Factorial Calculator

What is a factorial and why does it grow so fast

The factorial of a non-negative integer n, written as n!, is the product of all positive integers from 1 up to n. By definition, 0! = 1. So 1! = 1, 2! = 2, 3! = 6, 4! = 24, 5! = 120, 10! = 3,628,800, and 20! = 2,432,902,008,176,640,000. Factorials grow extremely quickly — faster than any polynomial and faster than any exponential with a fixed base. By 100!, the number has 158 digits, and by 170!, it has 307 digits and is close to the maximum value representable in standard 64-bit floating-point arithmetic.

Factorials appear throughout mathematics, statistics, and computer science. The most common use is in counting permutations: n! is the number of ways to arrange n distinct items in a sequence. If you have 5 books, there are 5! = 120 different orders in which you can arrange them on a shelf. Factorials also appear in the formulas for combinations and permutations (C(n, r) and P(n, r)), in binomial coefficients used in probability and the binomial theorem, in Taylor and Maclaurin series expansions of functions like e^x and sin(x), and in the formulas for number theory results.

For results above n = 20, this calculator shows the value in scientific notation because the numbers become too large to read as integers.
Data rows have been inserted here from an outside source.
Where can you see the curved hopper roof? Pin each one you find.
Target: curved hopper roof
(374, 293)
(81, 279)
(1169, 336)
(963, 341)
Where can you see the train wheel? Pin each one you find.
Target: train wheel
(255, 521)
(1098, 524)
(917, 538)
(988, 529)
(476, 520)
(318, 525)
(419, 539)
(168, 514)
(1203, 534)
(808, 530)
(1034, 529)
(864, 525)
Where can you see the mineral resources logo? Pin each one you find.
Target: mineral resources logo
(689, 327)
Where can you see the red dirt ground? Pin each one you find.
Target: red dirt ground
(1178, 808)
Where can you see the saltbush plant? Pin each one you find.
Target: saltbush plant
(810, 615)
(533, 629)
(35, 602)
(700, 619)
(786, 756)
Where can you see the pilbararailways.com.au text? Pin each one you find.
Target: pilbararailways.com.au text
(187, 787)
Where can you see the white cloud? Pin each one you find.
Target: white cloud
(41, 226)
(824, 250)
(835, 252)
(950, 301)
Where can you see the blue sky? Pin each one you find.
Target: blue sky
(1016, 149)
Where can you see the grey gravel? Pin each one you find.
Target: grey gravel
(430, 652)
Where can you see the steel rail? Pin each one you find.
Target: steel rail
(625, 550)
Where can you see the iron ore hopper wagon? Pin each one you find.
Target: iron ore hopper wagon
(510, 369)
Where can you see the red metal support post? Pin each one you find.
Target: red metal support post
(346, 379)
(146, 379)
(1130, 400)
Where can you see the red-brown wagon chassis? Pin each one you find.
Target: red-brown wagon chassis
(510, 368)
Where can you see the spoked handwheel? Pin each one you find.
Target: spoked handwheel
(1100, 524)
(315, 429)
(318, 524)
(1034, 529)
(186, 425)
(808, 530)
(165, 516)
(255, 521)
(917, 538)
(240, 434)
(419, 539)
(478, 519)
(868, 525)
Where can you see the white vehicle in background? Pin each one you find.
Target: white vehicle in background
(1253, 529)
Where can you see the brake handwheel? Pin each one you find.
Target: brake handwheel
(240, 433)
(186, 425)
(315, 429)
The number of digits in n! is shown using Stirling's approximation approach via summing logarithms of all factors, which is more numerically stable than direct multiplication for large n.
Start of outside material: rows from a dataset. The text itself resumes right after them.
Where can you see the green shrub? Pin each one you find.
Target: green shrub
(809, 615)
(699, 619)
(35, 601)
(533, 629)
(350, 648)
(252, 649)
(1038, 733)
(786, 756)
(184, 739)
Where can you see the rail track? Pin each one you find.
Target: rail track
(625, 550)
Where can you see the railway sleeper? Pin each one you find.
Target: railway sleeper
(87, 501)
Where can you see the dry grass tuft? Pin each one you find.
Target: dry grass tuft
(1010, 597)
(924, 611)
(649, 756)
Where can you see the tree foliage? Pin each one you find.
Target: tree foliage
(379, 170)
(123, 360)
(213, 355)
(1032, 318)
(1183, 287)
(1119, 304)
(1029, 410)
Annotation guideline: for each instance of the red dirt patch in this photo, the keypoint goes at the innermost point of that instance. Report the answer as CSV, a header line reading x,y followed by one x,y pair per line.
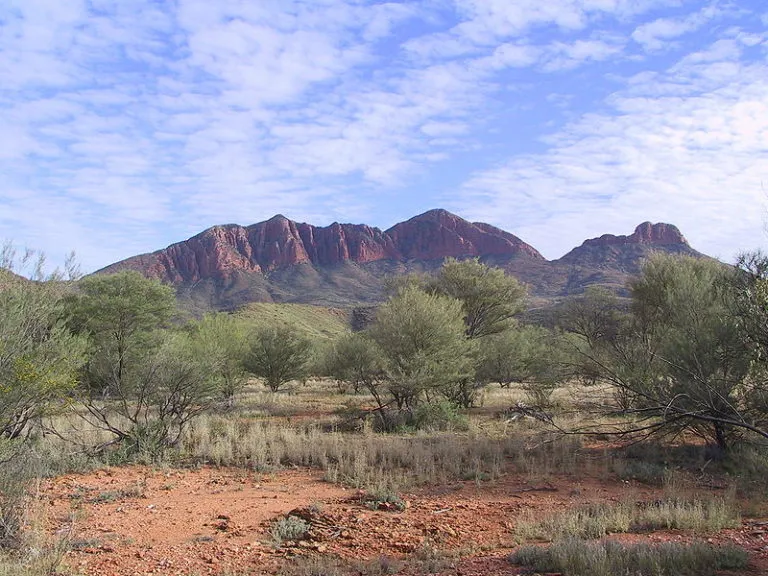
x,y
136,521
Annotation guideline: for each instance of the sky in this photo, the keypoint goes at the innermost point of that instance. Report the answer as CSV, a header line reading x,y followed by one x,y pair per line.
x,y
127,125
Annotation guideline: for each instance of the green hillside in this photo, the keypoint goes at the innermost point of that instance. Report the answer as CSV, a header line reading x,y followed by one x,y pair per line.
x,y
316,321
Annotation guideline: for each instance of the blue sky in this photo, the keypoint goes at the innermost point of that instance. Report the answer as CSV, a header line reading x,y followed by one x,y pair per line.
x,y
126,125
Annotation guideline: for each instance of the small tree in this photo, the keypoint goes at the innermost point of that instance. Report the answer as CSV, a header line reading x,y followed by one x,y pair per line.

The maximum supported value is n = 170. This is because 171! exceeds the maximum finite value of a 64-bit double-precision floating-point number (approximately 1.8 x 10^308). Above this limit the result would be listed as Infinity in JavaScript, which is not useful. For values beyond 170, arbitrary-precision arithmetic libraries are needed.

Key factorial values for reference

0! = 1 (by definition). 1! = 1. 5! = 120. 10! = 3,628,800. 12! = 479,001,600. 15! = 1,307,674,368,000. 20! = 2.43 x 10^18. 52! is approximately 8.07 x 10^67, which is the number of ways to shuffle a standard 52-card deck (an astronomically large number, larger than the number of atoms in the observable universe). 100! is approximately 9.33 x 10^157. These values illustrate how factorials produce numbers of staggering size even for relatively small inputs.
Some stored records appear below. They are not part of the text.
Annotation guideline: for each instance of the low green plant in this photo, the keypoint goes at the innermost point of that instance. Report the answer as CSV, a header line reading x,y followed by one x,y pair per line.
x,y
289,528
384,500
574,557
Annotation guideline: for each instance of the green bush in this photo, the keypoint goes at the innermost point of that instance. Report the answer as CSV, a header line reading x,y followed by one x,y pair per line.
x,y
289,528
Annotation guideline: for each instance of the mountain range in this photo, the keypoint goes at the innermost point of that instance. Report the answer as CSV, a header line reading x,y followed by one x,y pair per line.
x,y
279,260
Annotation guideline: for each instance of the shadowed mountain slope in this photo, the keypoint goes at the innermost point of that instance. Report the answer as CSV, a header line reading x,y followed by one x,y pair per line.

Recursive definition and practical computation

Factorials can be defined recursively: n! = n x (n - 1)!. This means 5! = 5 x 4!, and 4! = 4 x 3!, and so on down to 0! = 1. This recursive structure is used in computer science to illustrate recursion as a concept, and in mathematical proofs where a result for n is derived from the result for n - 1. In practice, iterative computation (multiplying from 1 up to n in a loop) is more efficient and avoids the call-stack depth limitations of recursive code. This calculator uses the iterative approach for all values.